“Israel has broken my heart: I’m a rabbi in mourning for a Judaism being murdered by Israel,” reads the devastating headline in Salon.com. But it turns out the author is not really a rabbi. He is Michael Lerner, a lifelong radical activist who was ordained by no seminary but who calls himself a “rabbi” in the same sense that Al Sharpton calls himself a “reverend.” He has spent the last decades in homespun clerical garb, relentlessly bashing Israel and debasing Judaism.
Starting as a founder of the violent “Seattle Liberation Front,” he moved on after 1960s radicalism petered out to declare himself a “psychotherapist,” pursuing the same political agenda by analyzing the “psychodynamics of American society” and founding the “Institute for Labor and Mental Health.”
When this iteration grew stale he reinvented himself as a “rabbi,” but his goal remained the same, and he formulated a “spiritual progressive version of religion” in which no observance or rite was too sacred to be reduced to a political slogan.
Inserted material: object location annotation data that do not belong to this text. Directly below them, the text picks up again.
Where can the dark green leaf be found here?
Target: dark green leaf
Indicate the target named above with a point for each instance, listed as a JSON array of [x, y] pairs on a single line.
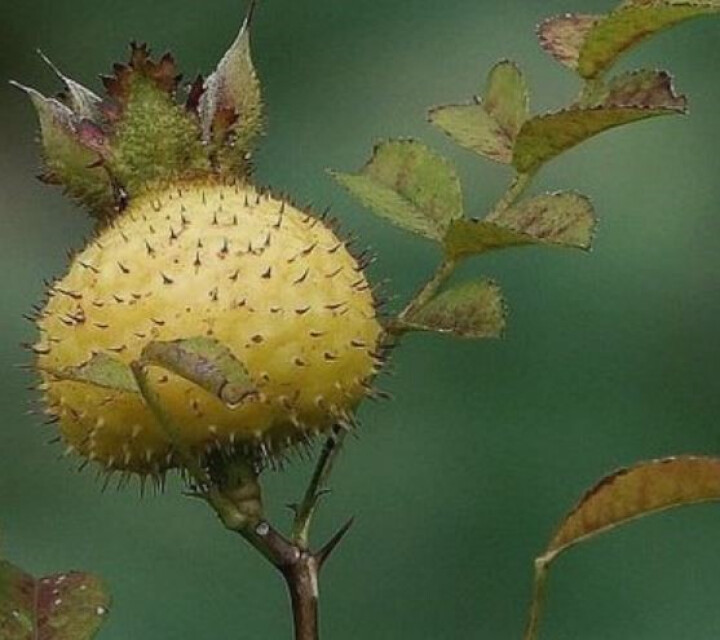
[[470, 310], [489, 127], [68, 606], [544, 137], [205, 362], [410, 185], [631, 23], [562, 219]]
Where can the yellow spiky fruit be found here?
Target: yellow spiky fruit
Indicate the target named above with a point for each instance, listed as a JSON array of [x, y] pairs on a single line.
[[272, 283]]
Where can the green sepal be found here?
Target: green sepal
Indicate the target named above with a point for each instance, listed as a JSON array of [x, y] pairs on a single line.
[[67, 606], [230, 107], [469, 310], [490, 126], [409, 185], [73, 148], [101, 370]]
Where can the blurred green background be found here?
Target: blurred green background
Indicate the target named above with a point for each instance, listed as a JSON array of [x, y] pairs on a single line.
[[457, 484]]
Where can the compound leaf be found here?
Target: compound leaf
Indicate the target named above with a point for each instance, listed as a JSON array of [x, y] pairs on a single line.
[[470, 310], [409, 185], [66, 606]]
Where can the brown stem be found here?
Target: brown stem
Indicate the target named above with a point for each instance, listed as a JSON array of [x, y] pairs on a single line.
[[302, 582]]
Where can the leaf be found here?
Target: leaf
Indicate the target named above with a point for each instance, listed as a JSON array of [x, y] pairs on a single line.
[[66, 606], [643, 88], [231, 104], [564, 219], [640, 490], [544, 137], [410, 185], [627, 494], [489, 127], [632, 23], [83, 102], [591, 44], [470, 310], [563, 36], [205, 362], [100, 370]]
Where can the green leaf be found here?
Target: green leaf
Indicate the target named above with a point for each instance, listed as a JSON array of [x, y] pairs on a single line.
[[100, 370], [410, 185], [67, 606], [632, 23], [470, 310], [563, 219], [230, 107], [643, 88], [544, 137], [645, 488], [591, 44], [563, 36], [207, 363], [489, 127], [506, 97]]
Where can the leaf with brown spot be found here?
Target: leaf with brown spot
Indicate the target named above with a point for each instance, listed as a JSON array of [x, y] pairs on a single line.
[[637, 491], [68, 606], [544, 137], [562, 219], [644, 88], [469, 310], [623, 496], [489, 127], [205, 362], [101, 370], [563, 36], [409, 185]]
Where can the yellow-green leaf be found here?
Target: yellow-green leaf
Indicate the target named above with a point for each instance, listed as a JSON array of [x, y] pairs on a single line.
[[409, 185], [562, 218], [631, 23], [206, 362], [470, 310], [506, 97], [544, 137], [489, 126], [67, 606], [563, 36]]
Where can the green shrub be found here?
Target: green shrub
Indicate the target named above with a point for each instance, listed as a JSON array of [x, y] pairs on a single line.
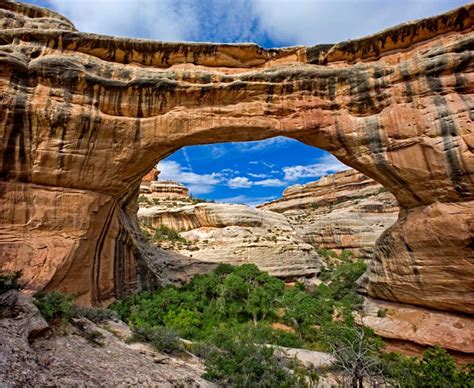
[[10, 281], [237, 360], [161, 338], [55, 305]]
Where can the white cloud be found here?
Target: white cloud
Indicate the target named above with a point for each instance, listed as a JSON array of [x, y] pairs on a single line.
[[289, 22], [274, 142], [331, 21], [239, 183], [197, 183], [271, 183], [326, 165], [257, 175]]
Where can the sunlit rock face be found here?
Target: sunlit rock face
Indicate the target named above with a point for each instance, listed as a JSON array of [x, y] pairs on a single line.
[[84, 117], [343, 211], [236, 234]]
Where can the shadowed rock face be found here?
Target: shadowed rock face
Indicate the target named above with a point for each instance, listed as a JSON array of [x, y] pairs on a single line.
[[84, 117]]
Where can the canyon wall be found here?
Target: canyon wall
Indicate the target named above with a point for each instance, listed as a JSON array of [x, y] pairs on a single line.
[[343, 211], [235, 234], [84, 117]]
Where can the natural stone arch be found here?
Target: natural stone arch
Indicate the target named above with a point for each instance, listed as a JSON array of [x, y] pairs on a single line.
[[86, 116]]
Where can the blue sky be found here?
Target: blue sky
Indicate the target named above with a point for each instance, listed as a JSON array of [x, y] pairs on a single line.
[[252, 172]]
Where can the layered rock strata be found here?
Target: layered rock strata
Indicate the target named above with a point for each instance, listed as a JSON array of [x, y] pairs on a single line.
[[343, 211], [84, 117], [237, 234]]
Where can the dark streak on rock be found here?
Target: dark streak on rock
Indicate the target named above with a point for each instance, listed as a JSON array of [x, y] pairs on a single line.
[[448, 128]]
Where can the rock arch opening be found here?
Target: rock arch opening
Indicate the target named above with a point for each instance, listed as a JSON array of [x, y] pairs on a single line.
[[89, 115], [286, 235]]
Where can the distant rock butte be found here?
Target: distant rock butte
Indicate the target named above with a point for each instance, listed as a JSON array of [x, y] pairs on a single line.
[[84, 117], [237, 234], [346, 210]]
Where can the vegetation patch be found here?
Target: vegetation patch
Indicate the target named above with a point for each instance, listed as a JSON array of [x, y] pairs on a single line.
[[228, 315]]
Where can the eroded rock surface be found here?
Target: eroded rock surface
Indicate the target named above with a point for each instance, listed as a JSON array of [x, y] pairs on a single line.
[[84, 117], [346, 210], [236, 234], [30, 358], [420, 326]]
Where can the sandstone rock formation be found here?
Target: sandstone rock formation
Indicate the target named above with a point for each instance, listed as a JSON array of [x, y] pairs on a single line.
[[421, 326], [30, 358], [237, 234], [346, 210], [86, 116]]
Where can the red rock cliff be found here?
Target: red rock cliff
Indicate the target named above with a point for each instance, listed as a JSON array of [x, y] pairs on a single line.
[[86, 116]]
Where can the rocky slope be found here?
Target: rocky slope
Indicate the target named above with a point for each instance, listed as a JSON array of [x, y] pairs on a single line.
[[32, 355], [234, 234], [343, 211], [86, 116]]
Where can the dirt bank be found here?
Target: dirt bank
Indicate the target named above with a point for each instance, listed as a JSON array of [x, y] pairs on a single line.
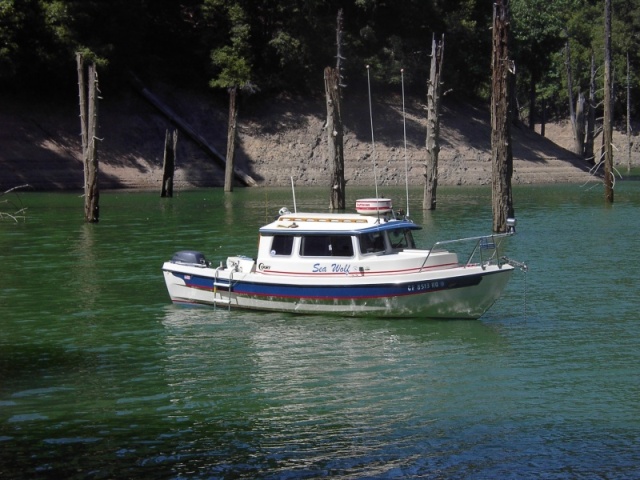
[[278, 139]]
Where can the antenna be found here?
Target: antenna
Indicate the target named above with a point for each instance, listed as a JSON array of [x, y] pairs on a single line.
[[373, 143], [293, 190], [404, 124]]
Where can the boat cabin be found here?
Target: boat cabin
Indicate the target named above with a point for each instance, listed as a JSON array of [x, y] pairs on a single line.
[[338, 243]]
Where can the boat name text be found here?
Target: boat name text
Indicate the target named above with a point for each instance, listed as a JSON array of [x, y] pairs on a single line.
[[333, 268]]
He used Yom Kippur to “atone for the pain we have inflicted on the Palestinian people [through] brutal occupation,” sponsoring a diatribe by anti-Israel crusader Cindy Sheehan in lieu of a sermon. Even more breathtaking in its callousness was his decision to devote Yom HaShoah, the solemn commemoration of the Holocaust, into a day of campaigning for “a new Marshall Plan.”
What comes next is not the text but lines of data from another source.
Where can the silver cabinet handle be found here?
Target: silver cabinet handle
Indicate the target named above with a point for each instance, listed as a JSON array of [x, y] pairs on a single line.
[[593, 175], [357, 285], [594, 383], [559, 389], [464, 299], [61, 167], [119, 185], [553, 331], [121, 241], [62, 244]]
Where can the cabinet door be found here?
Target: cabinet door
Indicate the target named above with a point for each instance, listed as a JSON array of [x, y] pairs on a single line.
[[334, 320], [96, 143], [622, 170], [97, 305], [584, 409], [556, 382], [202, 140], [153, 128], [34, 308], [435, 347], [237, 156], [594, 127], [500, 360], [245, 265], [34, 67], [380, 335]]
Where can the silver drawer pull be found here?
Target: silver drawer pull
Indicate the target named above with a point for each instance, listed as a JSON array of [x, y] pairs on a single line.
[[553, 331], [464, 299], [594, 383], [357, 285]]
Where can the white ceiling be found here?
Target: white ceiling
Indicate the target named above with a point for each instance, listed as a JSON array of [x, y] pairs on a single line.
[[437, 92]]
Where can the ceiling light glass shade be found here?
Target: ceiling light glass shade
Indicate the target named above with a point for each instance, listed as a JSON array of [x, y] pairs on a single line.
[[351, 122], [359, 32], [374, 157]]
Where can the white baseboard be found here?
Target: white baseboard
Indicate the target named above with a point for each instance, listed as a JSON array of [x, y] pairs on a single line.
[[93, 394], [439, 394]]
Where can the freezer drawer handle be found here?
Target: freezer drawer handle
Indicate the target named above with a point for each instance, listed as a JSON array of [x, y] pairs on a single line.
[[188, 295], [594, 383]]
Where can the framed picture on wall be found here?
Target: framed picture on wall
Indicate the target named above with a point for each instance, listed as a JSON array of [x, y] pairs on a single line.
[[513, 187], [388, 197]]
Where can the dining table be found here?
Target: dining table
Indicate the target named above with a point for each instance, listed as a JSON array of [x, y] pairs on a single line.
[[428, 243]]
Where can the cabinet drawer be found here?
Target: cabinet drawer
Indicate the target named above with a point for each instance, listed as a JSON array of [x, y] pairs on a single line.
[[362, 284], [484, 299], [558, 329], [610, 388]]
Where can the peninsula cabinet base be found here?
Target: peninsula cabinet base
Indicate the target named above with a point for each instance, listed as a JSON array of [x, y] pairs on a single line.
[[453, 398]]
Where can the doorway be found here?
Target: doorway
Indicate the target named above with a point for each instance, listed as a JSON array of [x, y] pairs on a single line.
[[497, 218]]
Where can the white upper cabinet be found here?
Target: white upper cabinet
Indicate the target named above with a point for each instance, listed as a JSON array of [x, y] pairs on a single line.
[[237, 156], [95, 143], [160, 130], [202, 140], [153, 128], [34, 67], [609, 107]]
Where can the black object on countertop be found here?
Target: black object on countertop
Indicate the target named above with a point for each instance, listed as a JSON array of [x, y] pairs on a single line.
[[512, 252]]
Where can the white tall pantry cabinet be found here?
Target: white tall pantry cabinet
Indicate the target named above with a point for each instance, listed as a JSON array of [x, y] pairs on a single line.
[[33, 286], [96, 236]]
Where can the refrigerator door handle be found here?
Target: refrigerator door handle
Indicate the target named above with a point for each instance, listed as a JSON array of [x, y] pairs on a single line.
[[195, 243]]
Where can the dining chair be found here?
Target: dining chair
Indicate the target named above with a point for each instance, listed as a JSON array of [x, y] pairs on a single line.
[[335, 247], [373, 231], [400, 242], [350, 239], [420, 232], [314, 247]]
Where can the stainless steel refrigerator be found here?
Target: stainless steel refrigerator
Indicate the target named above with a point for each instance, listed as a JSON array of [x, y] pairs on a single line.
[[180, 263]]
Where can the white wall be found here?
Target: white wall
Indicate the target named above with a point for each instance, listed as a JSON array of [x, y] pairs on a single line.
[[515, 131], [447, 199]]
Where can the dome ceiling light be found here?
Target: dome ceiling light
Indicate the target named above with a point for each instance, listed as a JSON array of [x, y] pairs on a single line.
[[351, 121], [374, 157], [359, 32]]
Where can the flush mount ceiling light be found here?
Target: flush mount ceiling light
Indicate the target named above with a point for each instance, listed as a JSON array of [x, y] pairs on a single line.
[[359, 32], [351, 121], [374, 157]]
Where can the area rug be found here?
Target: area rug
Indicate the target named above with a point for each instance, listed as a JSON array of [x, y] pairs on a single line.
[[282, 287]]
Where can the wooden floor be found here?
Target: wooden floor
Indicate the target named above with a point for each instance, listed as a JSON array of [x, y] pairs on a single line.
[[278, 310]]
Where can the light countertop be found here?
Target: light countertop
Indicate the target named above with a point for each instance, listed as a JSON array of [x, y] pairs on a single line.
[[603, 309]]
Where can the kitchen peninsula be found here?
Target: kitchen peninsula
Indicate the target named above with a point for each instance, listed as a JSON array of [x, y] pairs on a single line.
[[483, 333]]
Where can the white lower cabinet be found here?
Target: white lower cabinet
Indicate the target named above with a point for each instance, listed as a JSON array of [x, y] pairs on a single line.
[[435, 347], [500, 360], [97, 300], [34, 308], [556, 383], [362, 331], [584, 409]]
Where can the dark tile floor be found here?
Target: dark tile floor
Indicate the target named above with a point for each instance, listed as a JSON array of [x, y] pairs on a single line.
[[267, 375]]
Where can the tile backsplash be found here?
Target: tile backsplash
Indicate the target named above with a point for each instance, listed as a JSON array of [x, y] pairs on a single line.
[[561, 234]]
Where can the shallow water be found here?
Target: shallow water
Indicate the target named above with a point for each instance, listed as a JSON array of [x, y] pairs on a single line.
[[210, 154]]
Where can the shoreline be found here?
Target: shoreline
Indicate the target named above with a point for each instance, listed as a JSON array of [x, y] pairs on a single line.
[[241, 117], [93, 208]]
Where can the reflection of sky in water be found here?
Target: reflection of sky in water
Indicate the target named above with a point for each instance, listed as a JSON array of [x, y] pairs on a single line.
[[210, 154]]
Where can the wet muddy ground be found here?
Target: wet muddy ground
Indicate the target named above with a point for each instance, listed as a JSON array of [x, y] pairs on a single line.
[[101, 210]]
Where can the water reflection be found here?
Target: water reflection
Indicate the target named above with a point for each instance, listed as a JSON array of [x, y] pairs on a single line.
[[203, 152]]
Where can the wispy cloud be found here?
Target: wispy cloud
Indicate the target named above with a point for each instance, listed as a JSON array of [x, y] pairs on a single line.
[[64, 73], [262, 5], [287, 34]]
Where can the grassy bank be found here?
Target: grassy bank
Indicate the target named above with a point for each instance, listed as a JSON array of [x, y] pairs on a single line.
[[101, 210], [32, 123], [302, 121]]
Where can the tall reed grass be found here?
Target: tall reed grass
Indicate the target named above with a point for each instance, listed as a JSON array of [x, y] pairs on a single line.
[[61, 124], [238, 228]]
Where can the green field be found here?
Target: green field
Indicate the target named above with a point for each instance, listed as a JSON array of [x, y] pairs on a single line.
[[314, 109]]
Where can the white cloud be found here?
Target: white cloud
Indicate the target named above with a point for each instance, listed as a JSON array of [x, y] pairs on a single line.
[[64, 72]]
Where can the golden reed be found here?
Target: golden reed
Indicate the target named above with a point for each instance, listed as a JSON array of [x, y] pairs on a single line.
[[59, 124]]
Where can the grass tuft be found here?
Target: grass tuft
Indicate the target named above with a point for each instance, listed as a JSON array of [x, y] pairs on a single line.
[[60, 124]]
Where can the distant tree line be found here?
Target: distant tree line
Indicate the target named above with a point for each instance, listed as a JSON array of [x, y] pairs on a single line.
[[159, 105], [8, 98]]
In his campaign against Israel, he has embraced not only Sheehan, but Rachel Corrie, the “peace activist” who lost her life in a tragic accident while abetting Hamas military operations—as I explain in my new book, Making David Into Goliath: How the World Turned Against Israel—and authors Stephen Walt and John Mearsheimer, proponents of the idea that America supports Israel because it is in the grip of a nefarious “Lobby.”
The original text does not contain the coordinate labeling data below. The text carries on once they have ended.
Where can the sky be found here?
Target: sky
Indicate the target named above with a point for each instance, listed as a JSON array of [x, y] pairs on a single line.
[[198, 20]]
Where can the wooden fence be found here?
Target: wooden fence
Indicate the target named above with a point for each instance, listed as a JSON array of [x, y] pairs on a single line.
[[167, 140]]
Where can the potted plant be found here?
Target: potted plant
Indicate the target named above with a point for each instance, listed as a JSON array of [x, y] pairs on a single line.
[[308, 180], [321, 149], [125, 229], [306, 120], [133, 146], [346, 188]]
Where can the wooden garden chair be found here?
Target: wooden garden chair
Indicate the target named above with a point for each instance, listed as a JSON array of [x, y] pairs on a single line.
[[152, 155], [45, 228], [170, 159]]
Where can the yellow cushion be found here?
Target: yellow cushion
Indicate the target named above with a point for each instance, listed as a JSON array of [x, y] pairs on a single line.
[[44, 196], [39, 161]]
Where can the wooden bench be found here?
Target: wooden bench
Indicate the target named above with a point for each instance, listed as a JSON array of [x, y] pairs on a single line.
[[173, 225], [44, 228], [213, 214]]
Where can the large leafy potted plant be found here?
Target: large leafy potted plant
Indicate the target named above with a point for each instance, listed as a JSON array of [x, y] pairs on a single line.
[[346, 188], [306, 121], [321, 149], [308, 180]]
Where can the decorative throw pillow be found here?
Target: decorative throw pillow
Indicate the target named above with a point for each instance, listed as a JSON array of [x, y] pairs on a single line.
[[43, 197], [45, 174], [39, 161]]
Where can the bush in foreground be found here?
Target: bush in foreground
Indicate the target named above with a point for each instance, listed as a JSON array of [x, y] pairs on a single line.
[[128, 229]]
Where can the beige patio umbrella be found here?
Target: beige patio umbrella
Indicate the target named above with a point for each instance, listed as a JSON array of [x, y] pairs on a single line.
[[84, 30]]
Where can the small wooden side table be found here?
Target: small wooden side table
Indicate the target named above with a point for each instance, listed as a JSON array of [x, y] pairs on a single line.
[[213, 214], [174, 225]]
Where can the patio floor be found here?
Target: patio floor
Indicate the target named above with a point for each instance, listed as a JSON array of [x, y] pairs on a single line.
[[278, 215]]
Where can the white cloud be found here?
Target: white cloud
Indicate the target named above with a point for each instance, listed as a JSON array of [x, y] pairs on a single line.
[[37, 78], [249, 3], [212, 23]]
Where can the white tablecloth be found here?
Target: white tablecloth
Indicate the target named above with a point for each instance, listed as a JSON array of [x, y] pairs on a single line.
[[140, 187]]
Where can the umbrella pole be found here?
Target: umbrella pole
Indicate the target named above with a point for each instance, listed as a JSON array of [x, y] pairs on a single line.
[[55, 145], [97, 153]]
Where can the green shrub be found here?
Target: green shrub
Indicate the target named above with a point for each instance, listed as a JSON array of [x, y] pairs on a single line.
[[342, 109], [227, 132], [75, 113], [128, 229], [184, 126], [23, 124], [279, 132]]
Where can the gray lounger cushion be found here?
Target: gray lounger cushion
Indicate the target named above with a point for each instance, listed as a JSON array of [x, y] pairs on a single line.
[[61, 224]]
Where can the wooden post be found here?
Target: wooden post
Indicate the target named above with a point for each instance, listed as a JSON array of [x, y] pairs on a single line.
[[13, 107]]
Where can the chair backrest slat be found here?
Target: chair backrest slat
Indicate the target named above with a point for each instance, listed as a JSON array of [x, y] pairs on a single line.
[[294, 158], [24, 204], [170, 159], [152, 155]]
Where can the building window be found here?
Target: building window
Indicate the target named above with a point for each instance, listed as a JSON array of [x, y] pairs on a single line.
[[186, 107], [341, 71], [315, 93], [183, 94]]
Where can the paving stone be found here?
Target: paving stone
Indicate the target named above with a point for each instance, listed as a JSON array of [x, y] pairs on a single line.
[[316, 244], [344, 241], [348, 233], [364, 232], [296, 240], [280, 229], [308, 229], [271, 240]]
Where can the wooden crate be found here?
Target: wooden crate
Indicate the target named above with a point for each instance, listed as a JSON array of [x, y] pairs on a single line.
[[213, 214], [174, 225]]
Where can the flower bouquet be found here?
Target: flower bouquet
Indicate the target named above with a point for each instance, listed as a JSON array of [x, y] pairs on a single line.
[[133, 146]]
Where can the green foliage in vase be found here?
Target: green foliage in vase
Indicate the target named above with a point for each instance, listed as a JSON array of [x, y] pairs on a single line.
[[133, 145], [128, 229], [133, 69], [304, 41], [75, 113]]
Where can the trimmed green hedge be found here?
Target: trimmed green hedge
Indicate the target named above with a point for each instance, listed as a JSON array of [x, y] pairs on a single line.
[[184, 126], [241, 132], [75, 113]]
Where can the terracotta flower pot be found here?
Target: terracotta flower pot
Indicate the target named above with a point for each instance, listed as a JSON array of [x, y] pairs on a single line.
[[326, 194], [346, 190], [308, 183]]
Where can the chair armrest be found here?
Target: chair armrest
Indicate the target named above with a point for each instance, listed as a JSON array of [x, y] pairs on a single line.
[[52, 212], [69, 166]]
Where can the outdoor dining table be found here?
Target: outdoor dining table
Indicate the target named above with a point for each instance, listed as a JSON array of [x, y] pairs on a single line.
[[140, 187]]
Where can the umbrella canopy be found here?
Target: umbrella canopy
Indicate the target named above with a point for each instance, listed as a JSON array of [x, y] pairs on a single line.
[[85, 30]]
That Lerner, an unrepentant former student radical, has spent his latter years as an Israel-basher is reflective of a larger transformation of leftism in recent decades. Once, that faith revolved around the moral drama of class struggle, but it has come, instead, to focus on national/ethnic struggle, “the rest against the West.” In the Middle East, Israel is Western, at least in culture (for example, women’s rights are acknowledged there), while its enemies are part of the righteous “rest.” The toll of death and destruction is far greater in Syria, Iraq, Congo, Sudan, and other such places, but without a Western party to these conflicts they offer no frisson of righteousness for the left. And therefore no declarations of “mourning” by “rabbis” whose métier is politics, not God.